The World Bank study isolates one particular theoretical benefit of CCTs, and asks to what extent conditional versus unconditional cash transfers really increase school attendance. The results were interesting; CCTs and UCTs (unconditional...) had similar positive impacts on enrollment for "children who are traditionally favored by parents for school participation, including boys, older children, and higher ability children." These are children that parents may "prioritize" with regards to obtaining education; parents already want to send them to school. So, cash transfers--with or without conditionalities attached--help relieve the burden (or opportunity costs) of sending these kids to school.

Where the conditional transfers excelled however, was in improving enrollment of what the authors called "marginal children"--kids who are less likely than the first group to go to school, or who go to school less often. These include girls, younger children, and children with lower abilities. For these children, cash benefits led to a statistically significant increase in enrollment of over 20 percent for girls, 37 percent for younger children, and 36 percent for low ability children, compared to the average enrollment for these groups. UCTs, on the other hand, saw either a statistically insignificant increase in enrollment, or a much smaller enrollment for these groups.

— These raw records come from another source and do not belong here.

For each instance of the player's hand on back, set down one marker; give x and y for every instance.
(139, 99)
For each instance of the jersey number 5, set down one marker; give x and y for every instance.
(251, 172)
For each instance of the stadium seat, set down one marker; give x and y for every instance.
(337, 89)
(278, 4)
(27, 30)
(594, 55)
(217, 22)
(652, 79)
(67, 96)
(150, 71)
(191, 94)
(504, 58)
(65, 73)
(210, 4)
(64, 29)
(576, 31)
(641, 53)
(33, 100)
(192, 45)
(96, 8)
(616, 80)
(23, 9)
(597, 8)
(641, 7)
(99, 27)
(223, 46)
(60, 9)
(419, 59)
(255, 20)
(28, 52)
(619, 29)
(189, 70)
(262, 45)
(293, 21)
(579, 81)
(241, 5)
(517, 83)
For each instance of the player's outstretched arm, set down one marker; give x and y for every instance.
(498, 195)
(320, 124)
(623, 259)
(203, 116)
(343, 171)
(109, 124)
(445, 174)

In other words, CCTs seem to excel in encouraging school attendance among the most marginalized groups of marginalized populations, and provide a pretty good bang for the buck.

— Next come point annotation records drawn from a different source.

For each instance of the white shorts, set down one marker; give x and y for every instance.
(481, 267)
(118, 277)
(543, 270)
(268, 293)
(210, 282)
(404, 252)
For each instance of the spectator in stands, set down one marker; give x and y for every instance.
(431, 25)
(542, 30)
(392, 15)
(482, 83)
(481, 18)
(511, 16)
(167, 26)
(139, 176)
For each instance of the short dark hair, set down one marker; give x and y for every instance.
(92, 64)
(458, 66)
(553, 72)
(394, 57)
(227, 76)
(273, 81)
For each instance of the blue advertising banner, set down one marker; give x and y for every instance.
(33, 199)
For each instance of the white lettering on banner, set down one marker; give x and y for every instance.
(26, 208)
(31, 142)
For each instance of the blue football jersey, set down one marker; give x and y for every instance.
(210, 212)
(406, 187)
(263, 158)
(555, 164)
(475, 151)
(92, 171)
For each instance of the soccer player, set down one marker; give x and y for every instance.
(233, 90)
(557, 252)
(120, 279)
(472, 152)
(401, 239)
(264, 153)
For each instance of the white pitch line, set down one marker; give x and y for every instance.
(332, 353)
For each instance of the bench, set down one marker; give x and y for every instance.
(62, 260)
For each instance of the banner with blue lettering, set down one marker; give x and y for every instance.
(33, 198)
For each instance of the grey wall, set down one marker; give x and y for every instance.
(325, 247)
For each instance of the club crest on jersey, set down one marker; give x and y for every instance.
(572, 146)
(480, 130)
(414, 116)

Keep in mind, these results obtain in Burkina Faso, a relatively small rural country in the West African Sahel. I would be interested to see a comparative look at CCTs in more urbanized countries, or geographically larger countries, for example. In addition, this study defines educational outcomes mostly in terms of enrollment and attendance; education observers in this country well know that educational outcomes rest on a variety of other factors, not the least of which include the quality of the schools and teachers or the availability of textbooks and classroom technology, for example. These elements generally lie within the supply side of the educational attainment equation, however, and it is becoming ever more apparent that CCTs at least have a strong and positive impact on the demand side of things.